Great Schism and Sicily

The pilgrims featured in Murder at the Leopard are given a tour of some of the churches of Palermo as Sophia makes various offerings to God to assure her soon-to-be delivered infant is a boy. Two of those churches, La Matorana and San Cataldo, both built in the mid 12th century, lie across the courtyard from one another. In fact, these two churches were built for different communities within what we know as "the Church". La Matorana was a Greek Orthodox church completed in 1151, but San Cataldo was a Roman Orthodox church completed in 1160. As we look at Sicilian history, The Great Schism of 1054 (Pope Nicholas II) which separated the church into Roman and Greek branches, underlies the conquest of Sicily by the Normans.

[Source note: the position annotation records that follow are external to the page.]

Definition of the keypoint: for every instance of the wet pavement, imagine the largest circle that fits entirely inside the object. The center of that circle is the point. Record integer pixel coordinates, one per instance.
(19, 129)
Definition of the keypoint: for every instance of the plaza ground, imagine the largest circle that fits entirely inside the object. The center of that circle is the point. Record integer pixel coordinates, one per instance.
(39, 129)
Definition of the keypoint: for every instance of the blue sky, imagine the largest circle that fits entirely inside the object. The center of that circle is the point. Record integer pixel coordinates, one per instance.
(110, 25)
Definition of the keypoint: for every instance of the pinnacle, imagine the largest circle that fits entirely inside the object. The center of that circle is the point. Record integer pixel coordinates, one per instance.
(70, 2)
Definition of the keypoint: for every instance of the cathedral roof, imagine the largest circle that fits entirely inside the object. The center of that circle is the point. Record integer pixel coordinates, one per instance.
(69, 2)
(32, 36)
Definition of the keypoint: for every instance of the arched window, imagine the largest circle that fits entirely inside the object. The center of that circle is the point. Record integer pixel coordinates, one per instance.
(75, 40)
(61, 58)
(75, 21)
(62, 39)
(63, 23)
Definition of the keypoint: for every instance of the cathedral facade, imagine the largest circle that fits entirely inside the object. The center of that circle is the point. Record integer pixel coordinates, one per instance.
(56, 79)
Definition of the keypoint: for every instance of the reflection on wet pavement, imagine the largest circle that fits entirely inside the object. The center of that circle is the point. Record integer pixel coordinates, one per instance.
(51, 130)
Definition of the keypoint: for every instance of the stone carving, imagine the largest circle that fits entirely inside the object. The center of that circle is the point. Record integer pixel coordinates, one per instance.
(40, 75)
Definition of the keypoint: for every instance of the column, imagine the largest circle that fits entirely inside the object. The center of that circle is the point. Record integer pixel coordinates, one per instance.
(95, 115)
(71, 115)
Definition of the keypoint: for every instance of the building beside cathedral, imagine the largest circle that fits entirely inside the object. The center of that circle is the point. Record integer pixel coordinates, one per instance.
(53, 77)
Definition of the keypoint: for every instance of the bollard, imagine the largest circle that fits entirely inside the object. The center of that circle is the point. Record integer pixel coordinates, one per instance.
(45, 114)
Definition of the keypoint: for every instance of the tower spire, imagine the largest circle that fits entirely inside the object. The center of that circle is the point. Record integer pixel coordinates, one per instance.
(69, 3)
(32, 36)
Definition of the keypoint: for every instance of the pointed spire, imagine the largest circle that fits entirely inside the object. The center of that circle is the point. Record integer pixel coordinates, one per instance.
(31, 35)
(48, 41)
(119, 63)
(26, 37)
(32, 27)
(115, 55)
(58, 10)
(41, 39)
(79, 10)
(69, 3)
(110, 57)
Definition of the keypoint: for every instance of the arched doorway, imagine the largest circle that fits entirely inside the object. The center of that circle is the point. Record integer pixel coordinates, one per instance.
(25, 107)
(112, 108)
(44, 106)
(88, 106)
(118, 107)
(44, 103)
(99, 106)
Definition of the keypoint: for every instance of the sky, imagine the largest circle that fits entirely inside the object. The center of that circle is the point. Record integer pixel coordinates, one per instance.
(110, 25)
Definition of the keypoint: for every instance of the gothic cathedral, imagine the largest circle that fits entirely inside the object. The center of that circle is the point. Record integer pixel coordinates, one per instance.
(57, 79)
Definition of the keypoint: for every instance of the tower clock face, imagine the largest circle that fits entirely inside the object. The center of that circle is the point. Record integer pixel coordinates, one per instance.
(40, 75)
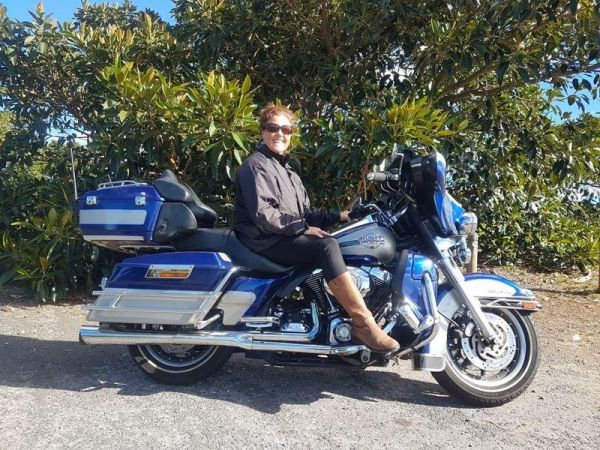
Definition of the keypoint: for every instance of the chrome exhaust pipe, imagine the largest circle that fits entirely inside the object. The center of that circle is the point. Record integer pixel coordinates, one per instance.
(93, 335)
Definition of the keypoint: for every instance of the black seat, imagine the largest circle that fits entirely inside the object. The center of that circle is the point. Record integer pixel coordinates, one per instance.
(174, 190)
(224, 240)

        The Great Schism was a result of centuries of conflict and divisions between the East and the West, ultimately being traced back to the division of the Roman Empire into its Eastern and Western rulers. Sicily, long a prize for any ruling power, was controlled by the Arabs before the Norman invasion. Normans, and many other groups, had been present in Sicily as crusaders, merchants, and adventurers for years. But Pope Nicholas wanted the island to be under the rule of the Roman church rather than the Greek church, and he wanted the Arabs pushed out due to their friendly relations with Byzantium. Essentially, he made it known that the Normans could take as much of Sicily as they wanted if they wrested it from the Arabs and promised to affiliate with the Roman branch of the church. The stage was thus set for the Norman wars of conquest in Sicily, Roger de Hauteville conquered Messina in 1061 and finally gained Palermo in 1071. Although the golden age of Sicily under the Normans was a tolerant, multicultural society, the island and other parts of Europe gradually became more Latinized, and the Greek Orthodox churches were subsumed by the Roman Orthodoxy.